The amended agreement maintains the divestiture of private-label brands Debi Lilly Design, Primo Taglio, Open Nature, ReadyMeals and Waterfront Bistro to C&S. The revised agreement also provides C&S with access to the Signature and O Organics private label brands.
The company said the updated plan will:
- Extend a competitor to new geographies through the sale of stores to a well-capitalized buyer that is led by seasoned operators with a strong balance sheet and a sound business plan.
- Ensure that no stores will close as a result of the merger.
- Maintain all current collective bargaining agreements, which include industry-leading health care and pension benefits, bargained-for wages, and ensuring frontline associates remain employed.
- Commit to invest in associates and stores for the long term.
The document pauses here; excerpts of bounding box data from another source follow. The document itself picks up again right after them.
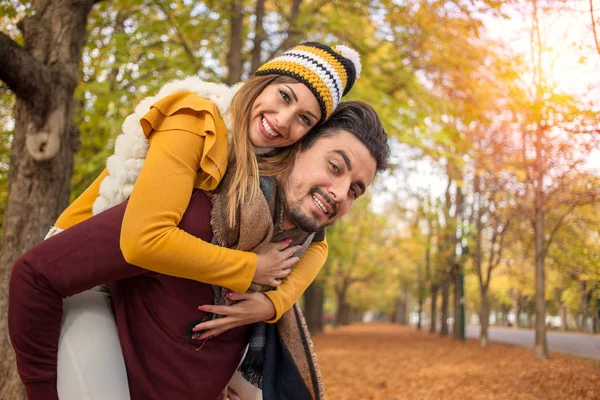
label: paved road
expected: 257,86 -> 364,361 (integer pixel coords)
467,326 -> 600,360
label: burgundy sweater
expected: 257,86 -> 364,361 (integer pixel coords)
8,192 -> 247,400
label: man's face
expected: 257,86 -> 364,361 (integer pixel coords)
282,130 -> 377,232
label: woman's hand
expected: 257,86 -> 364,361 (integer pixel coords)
252,239 -> 302,287
192,292 -> 275,340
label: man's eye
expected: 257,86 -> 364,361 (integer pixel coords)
279,90 -> 291,104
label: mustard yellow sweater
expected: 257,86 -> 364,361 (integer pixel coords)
56,92 -> 327,322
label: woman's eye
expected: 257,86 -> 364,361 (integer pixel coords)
279,90 -> 290,104
300,115 -> 310,126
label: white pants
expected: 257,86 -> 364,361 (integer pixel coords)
57,289 -> 129,400
57,288 -> 262,400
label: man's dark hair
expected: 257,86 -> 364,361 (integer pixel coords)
301,101 -> 390,171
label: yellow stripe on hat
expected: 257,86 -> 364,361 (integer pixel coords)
257,59 -> 333,118
292,45 -> 348,91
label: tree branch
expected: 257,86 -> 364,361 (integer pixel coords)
0,32 -> 50,111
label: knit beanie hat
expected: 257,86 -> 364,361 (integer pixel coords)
254,42 -> 361,121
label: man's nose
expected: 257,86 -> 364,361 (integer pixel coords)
330,181 -> 350,204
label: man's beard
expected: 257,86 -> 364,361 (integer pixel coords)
282,187 -> 337,232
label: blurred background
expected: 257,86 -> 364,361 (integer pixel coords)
0,0 -> 600,398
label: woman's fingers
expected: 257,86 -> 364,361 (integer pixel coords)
276,268 -> 292,280
281,246 -> 302,259
279,257 -> 300,270
273,239 -> 292,251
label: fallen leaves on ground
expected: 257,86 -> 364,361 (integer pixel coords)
314,323 -> 600,400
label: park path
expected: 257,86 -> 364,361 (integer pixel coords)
467,326 -> 600,361
314,323 -> 600,400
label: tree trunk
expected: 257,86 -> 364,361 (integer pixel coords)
592,299 -> 599,334
440,279 -> 450,336
479,288 -> 490,347
417,297 -> 423,330
0,0 -> 94,400
333,282 -> 348,327
304,281 -> 325,335
527,307 -> 533,329
338,303 -> 352,326
394,287 -> 408,325
250,0 -> 265,73
560,302 -> 569,332
452,265 -> 462,340
429,285 -> 438,333
227,0 -> 244,85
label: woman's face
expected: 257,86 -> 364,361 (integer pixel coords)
248,83 -> 321,148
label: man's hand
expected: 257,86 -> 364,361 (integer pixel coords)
192,292 -> 275,340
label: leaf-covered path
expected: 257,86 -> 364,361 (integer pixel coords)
314,324 -> 600,400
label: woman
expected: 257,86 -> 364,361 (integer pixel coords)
48,43 -> 360,398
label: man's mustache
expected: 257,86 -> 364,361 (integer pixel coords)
310,186 -> 338,218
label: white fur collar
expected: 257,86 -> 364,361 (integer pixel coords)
92,76 -> 242,215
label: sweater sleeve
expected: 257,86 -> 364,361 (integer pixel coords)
121,93 -> 258,293
8,204 -> 146,400
265,240 -> 328,323
54,168 -> 108,230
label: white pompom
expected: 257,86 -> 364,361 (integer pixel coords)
335,44 -> 362,79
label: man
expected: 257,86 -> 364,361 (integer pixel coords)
9,102 -> 389,399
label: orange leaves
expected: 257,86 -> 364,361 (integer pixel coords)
314,324 -> 600,400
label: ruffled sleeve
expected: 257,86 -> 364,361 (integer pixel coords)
120,92 -> 258,292
140,92 -> 227,191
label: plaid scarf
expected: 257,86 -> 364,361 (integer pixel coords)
189,177 -> 323,400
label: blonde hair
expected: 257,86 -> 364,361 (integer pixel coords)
224,75 -> 299,227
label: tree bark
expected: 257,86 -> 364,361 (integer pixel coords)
251,0 -> 265,73
452,265 -> 462,340
440,279 -> 450,336
417,297 -> 423,330
534,123 -> 549,360
0,0 -> 94,400
479,288 -> 490,348
429,285 -> 439,333
560,302 -> 569,332
227,0 -> 244,85
304,281 -> 325,335
333,281 -> 348,327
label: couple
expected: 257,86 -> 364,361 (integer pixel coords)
9,39 -> 389,399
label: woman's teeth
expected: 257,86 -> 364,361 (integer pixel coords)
261,118 -> 279,137
312,195 -> 329,214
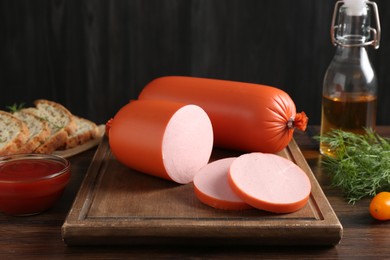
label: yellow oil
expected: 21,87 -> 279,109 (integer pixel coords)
320,94 -> 377,156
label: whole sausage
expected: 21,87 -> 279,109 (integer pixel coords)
139,76 -> 307,153
107,100 -> 213,184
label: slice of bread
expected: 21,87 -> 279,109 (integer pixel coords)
13,111 -> 51,153
25,99 -> 77,153
0,111 -> 29,155
64,116 -> 99,149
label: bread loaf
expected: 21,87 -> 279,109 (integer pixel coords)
0,99 -> 99,155
13,111 -> 51,153
0,111 -> 29,155
24,99 -> 76,153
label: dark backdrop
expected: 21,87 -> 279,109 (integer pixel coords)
0,0 -> 390,124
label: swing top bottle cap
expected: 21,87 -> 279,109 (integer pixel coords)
344,0 -> 366,16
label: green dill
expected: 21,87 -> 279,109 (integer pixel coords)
7,103 -> 25,113
315,129 -> 390,204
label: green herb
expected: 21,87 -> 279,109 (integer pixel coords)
315,129 -> 390,204
7,103 -> 25,113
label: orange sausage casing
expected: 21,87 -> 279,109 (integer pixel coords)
107,100 -> 213,184
139,76 -> 307,153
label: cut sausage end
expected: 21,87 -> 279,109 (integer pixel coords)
194,158 -> 252,210
162,105 -> 213,184
228,153 -> 311,213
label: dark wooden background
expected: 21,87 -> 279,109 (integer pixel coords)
0,0 -> 390,124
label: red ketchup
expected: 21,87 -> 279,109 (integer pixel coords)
0,155 -> 70,215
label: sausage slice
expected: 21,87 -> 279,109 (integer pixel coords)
108,100 -> 213,184
228,153 -> 311,213
194,157 -> 252,210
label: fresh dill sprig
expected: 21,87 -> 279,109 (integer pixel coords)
315,129 -> 390,204
7,103 -> 25,113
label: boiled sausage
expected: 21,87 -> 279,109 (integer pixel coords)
194,158 -> 252,210
107,100 -> 213,184
139,76 -> 307,153
228,153 -> 311,213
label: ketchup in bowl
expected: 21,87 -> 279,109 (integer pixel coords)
0,154 -> 70,215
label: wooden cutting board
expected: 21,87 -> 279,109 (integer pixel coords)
62,137 -> 343,245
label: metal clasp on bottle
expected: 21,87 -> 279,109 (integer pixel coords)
330,1 -> 381,49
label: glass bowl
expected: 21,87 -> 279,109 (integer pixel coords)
0,154 -> 70,216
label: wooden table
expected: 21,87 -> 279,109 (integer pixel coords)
0,126 -> 390,259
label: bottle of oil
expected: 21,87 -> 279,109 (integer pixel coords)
320,0 -> 380,156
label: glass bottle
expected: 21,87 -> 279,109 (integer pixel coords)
320,0 -> 380,156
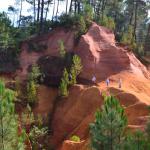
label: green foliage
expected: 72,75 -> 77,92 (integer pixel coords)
83,3 -> 93,22
27,81 -> 37,104
59,68 -> 69,96
70,55 -> 82,85
70,135 -> 80,142
99,16 -> 115,30
73,55 -> 82,76
0,81 -> 25,150
58,40 -> 66,58
27,64 -> 41,104
28,64 -> 41,83
90,96 -> 127,150
29,126 -> 48,149
70,66 -> 77,85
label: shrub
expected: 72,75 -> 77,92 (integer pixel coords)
70,135 -> 80,142
59,68 -> 69,96
27,81 -> 37,105
90,96 -> 127,150
70,55 -> 82,85
58,40 -> 66,58
98,16 -> 116,30
27,64 -> 41,105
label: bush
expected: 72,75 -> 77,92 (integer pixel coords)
70,135 -> 80,142
98,16 -> 116,30
58,40 -> 66,58
70,55 -> 82,85
27,64 -> 41,105
59,68 -> 69,96
90,96 -> 127,150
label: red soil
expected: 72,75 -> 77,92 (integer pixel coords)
16,23 -> 150,150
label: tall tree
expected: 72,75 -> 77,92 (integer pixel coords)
90,96 -> 127,150
0,81 -> 25,150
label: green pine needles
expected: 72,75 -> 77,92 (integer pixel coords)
90,96 -> 127,150
0,81 -> 25,150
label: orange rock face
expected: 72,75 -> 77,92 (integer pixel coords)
20,23 -> 150,150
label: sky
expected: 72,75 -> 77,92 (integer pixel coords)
0,0 -> 150,17
0,0 -> 70,21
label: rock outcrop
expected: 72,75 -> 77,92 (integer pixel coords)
17,23 -> 150,150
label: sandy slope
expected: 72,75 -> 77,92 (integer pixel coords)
19,23 -> 150,150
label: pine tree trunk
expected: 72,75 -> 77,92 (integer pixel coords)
18,0 -> 22,27
56,0 -> 59,20
45,0 -> 50,21
52,0 -> 56,21
33,0 -> 36,23
37,0 -> 41,22
1,117 -> 5,150
133,0 -> 138,40
69,0 -> 73,13
40,0 -> 44,32
66,0 -> 68,14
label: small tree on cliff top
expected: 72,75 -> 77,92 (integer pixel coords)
90,96 -> 127,150
70,55 -> 82,85
59,68 -> 69,96
58,40 -> 66,58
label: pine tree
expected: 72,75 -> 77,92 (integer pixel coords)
72,55 -> 82,76
27,80 -> 37,104
27,64 -> 41,104
70,66 -> 77,85
59,68 -> 69,96
58,40 -> 66,58
70,55 -> 82,85
0,81 -> 25,150
90,96 -> 127,150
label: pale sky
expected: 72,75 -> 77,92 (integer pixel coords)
0,0 -> 70,21
0,0 -> 150,19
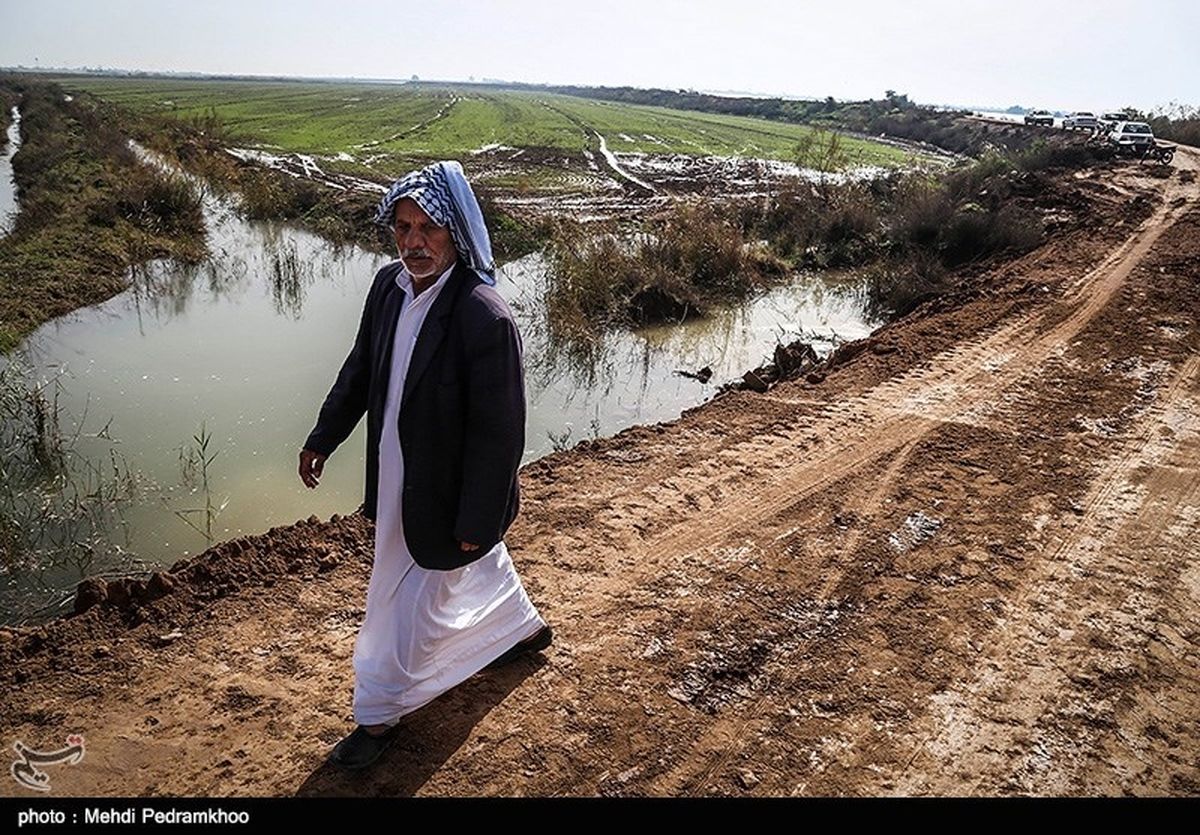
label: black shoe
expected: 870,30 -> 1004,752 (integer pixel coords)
484,624 -> 554,669
329,723 -> 400,768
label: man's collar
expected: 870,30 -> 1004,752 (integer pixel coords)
396,258 -> 458,298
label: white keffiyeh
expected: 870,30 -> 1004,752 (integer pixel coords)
376,161 -> 496,284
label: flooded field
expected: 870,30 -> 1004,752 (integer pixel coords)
0,158 -> 876,612
0,108 -> 20,236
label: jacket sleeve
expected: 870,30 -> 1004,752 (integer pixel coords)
304,275 -> 379,456
455,317 -> 526,548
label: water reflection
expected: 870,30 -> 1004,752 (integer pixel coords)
0,107 -> 20,238
0,158 -> 875,623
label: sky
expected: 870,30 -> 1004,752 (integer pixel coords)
0,0 -> 1200,110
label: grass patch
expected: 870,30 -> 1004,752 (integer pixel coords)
545,196 -> 779,338
0,79 -> 204,353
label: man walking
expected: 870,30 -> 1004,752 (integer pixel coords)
300,162 -> 552,768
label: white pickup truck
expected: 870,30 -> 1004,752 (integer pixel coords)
1062,110 -> 1100,131
1109,122 -> 1154,151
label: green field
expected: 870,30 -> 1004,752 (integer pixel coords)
56,77 -> 910,174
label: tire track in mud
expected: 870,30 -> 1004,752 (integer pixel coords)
644,155 -> 1196,573
646,151 -> 1195,794
895,358 -> 1200,795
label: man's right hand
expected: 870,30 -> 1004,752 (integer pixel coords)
300,450 -> 328,488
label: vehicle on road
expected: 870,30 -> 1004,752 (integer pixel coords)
1100,110 -> 1130,133
1062,110 -> 1100,131
1109,121 -> 1154,151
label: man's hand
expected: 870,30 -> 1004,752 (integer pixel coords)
300,450 -> 326,488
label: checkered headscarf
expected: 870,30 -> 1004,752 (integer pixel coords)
376,161 -> 496,284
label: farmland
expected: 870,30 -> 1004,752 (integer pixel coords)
51,77 -> 910,176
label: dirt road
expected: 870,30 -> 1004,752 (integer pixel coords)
0,152 -> 1200,795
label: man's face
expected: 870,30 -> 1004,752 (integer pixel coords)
396,197 -> 458,280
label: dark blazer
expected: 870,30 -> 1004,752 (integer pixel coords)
304,260 -> 526,570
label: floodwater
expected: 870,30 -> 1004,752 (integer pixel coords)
0,107 -> 20,238
0,151 -> 877,608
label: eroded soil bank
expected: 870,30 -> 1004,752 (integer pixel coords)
0,151 -> 1200,795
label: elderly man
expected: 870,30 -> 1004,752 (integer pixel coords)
300,162 -> 551,768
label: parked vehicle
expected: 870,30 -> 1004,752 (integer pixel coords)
1062,110 -> 1100,131
1109,121 -> 1154,151
1100,110 -> 1129,133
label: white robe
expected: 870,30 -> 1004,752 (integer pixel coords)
354,266 -> 546,725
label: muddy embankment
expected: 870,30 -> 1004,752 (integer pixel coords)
0,78 -> 204,353
0,148 -> 1200,795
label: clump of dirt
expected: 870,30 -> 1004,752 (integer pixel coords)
0,512 -> 373,684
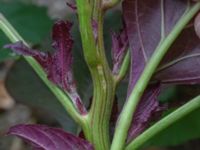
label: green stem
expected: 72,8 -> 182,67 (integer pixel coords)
126,96 -> 200,150
0,14 -> 84,126
115,50 -> 131,83
103,0 -> 121,10
76,0 -> 115,150
111,3 -> 200,150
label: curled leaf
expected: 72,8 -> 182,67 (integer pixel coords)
5,20 -> 86,114
7,125 -> 93,150
123,0 -> 190,96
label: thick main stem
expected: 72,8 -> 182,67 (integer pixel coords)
77,0 -> 115,150
111,3 -> 200,150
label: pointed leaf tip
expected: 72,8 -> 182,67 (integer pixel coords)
6,20 -> 86,114
7,124 -> 94,150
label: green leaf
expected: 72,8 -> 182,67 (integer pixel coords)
0,2 -> 52,61
147,85 -> 200,146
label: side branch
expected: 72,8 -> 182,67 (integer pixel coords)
126,96 -> 200,150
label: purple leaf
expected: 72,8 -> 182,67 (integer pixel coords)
8,125 -> 93,150
112,30 -> 128,75
123,0 -> 189,95
67,2 -> 77,11
5,20 -> 86,114
154,28 -> 200,84
127,84 -> 163,142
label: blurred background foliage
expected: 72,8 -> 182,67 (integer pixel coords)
0,0 -> 200,150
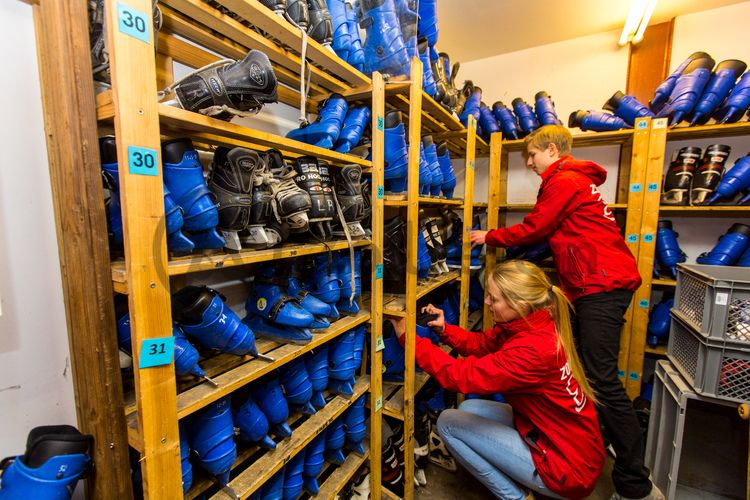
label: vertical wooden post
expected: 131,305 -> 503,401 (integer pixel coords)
459,115 -> 477,329
370,72 -> 385,498
482,132 -> 507,330
404,57 -> 422,500
626,118 -> 667,399
33,0 -> 133,498
105,0 -> 182,494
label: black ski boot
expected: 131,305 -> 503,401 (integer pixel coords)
661,146 -> 702,205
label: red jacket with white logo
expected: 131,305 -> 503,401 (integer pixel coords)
485,156 -> 641,302
414,310 -> 604,498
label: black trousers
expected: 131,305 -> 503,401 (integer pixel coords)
573,290 -> 651,498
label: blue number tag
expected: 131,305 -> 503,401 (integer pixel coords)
138,337 -> 174,369
128,146 -> 159,175
117,3 -> 152,43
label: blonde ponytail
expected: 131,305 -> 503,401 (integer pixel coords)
490,260 -> 596,402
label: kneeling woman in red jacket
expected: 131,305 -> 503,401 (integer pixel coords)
392,261 -> 604,499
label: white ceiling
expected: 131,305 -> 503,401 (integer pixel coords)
437,0 -> 746,62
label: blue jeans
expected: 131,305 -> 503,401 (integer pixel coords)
437,399 -> 561,499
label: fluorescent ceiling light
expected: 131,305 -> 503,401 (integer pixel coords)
619,0 -> 656,46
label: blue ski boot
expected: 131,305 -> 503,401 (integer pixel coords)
690,59 -> 747,125
534,90 -> 562,126
232,394 -> 276,450
345,0 -> 365,72
283,453 -> 305,500
279,358 -> 315,415
435,142 -> 456,199
172,285 -> 260,359
418,0 -> 438,47
0,425 -> 94,500
251,378 -> 292,439
696,223 -> 750,266
334,105 -> 370,153
690,144 -> 732,205
328,330 -> 358,396
286,94 -> 349,149
708,156 -> 750,205
305,344 -> 328,409
419,141 -> 440,196
99,135 -> 195,254
242,314 -> 312,345
300,429 -> 326,496
383,109 -> 409,193
656,220 -> 687,278
245,280 -> 315,328
334,250 -> 362,314
656,57 -> 715,125
179,422 -> 193,493
479,103 -> 500,141
602,90 -> 654,127
511,97 -> 539,135
716,71 -> 750,123
188,398 -> 237,486
417,37 -> 437,98
341,396 -> 367,456
492,101 -> 521,140
359,0 -> 409,75
568,109 -> 632,132
661,146 -> 703,206
458,82 -> 482,127
326,0 -> 352,61
649,52 -> 711,113
646,298 -> 674,347
325,418 -> 346,465
161,139 -> 225,248
383,321 -> 405,382
422,135 -> 443,198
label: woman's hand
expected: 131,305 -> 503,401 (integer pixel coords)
388,316 -> 406,344
422,304 -> 445,335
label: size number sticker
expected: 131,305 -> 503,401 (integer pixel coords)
128,146 -> 159,175
375,335 -> 385,352
138,337 -> 174,368
117,3 -> 151,43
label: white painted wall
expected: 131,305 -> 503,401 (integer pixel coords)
0,1 -> 79,457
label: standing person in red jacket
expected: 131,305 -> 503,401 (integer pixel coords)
471,125 -> 664,499
391,261 -> 604,499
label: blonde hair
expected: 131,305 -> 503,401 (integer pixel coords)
490,260 -> 596,402
524,125 -> 573,156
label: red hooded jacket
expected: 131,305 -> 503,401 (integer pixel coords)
414,310 -> 604,498
485,156 -> 641,302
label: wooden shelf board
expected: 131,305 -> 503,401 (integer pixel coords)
211,376 -> 370,499
112,240 -> 371,286
125,309 -> 370,419
315,440 -> 370,499
383,271 -> 461,316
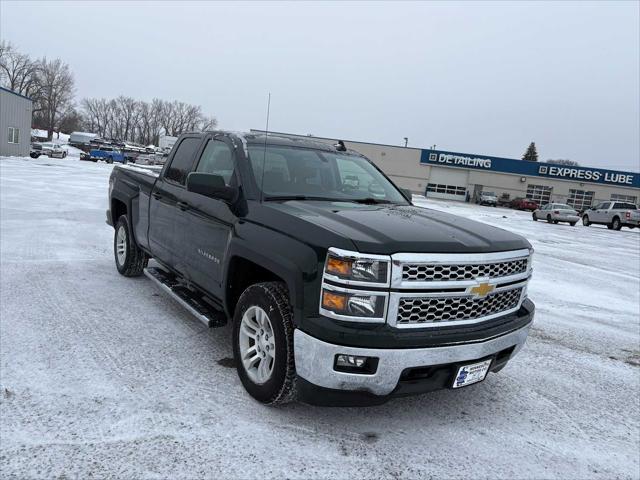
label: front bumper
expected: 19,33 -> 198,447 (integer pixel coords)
294,322 -> 531,403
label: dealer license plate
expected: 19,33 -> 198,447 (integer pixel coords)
453,360 -> 491,388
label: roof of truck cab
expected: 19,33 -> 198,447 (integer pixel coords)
198,130 -> 362,156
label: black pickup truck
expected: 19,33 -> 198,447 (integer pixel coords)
107,132 -> 534,405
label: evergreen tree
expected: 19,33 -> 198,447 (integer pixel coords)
522,142 -> 538,162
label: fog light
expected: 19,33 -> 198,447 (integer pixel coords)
333,354 -> 378,374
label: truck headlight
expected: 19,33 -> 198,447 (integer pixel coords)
324,248 -> 391,286
321,287 -> 387,322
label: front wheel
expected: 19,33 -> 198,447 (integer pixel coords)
113,215 -> 149,277
233,282 -> 296,405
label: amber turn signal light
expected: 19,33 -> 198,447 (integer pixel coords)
327,257 -> 351,277
322,290 -> 347,312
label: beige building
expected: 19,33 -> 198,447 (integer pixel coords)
252,132 -> 640,210
0,87 -> 33,157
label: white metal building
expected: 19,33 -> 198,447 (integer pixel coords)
252,132 -> 640,210
0,87 -> 33,157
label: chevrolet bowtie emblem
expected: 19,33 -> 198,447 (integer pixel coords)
469,283 -> 496,298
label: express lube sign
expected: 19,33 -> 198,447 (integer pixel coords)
538,165 -> 634,186
420,150 -> 640,188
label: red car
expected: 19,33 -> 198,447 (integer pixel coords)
509,198 -> 539,212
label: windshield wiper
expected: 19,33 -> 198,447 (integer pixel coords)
264,195 -> 340,202
346,197 -> 395,205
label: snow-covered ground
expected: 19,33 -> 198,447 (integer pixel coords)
0,157 -> 640,479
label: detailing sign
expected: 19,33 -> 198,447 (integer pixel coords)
420,149 -> 640,188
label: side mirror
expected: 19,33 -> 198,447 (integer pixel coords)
187,172 -> 238,202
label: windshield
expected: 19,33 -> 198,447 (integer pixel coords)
249,145 -> 407,205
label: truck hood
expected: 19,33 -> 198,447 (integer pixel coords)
269,201 -> 530,255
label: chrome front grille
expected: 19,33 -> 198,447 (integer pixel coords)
402,258 -> 527,282
396,287 -> 523,326
387,249 -> 531,328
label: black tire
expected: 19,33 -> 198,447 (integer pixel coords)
611,217 -> 622,230
232,282 -> 296,405
113,215 -> 149,277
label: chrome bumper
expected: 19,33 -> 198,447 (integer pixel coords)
293,324 -> 531,395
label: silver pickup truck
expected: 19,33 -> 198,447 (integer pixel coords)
582,202 -> 640,230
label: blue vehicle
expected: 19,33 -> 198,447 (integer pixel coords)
89,145 -> 127,163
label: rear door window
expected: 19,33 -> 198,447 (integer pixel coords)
196,140 -> 235,186
164,137 -> 200,185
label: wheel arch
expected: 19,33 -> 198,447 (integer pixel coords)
221,232 -> 318,323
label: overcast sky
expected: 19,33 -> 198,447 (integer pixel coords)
0,0 -> 640,170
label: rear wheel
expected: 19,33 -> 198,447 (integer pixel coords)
233,282 -> 296,405
611,217 -> 622,230
113,215 -> 149,277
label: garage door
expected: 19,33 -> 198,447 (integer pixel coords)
425,167 -> 468,202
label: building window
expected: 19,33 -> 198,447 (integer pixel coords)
527,185 -> 553,205
611,193 -> 638,203
427,183 -> 467,197
7,127 -> 20,143
567,189 -> 595,211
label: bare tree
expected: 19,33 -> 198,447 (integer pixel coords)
81,96 -> 218,145
34,58 -> 74,138
0,41 -> 40,97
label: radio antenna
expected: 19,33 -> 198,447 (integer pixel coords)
260,92 -> 271,203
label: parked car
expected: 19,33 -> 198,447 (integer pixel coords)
582,202 -> 640,230
29,142 -> 67,158
106,132 -> 534,405
90,145 -> 127,163
476,191 -> 498,207
509,197 -> 539,212
532,203 -> 580,227
498,193 -> 511,207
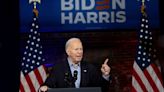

Subject to fulfillment of customary closing conditions, including Federal Trade Commission and other governmental clearance, and the completion of the Kroger-Albertsons merger, C&S would pay Kroger an all-cash consideration of approximately $2.9 billion, including customary adjustments.
The proposed merger with Albertsons will produce meaningful and measurable benefits for customers, associates and communities across the country. The combined company committed that no stores, distribution centers or manufacturing facilities will close as a result of the merger, Kroger said.
Kroger said it has committed to investing $500 million to begin lowering prices Day 1 post-close, and an additional $1.3 billion to improve Albertsons stores.
Kroger and Albertsons remain committed to defending the merger in court and unlocking the many benefits it offers, according to the release.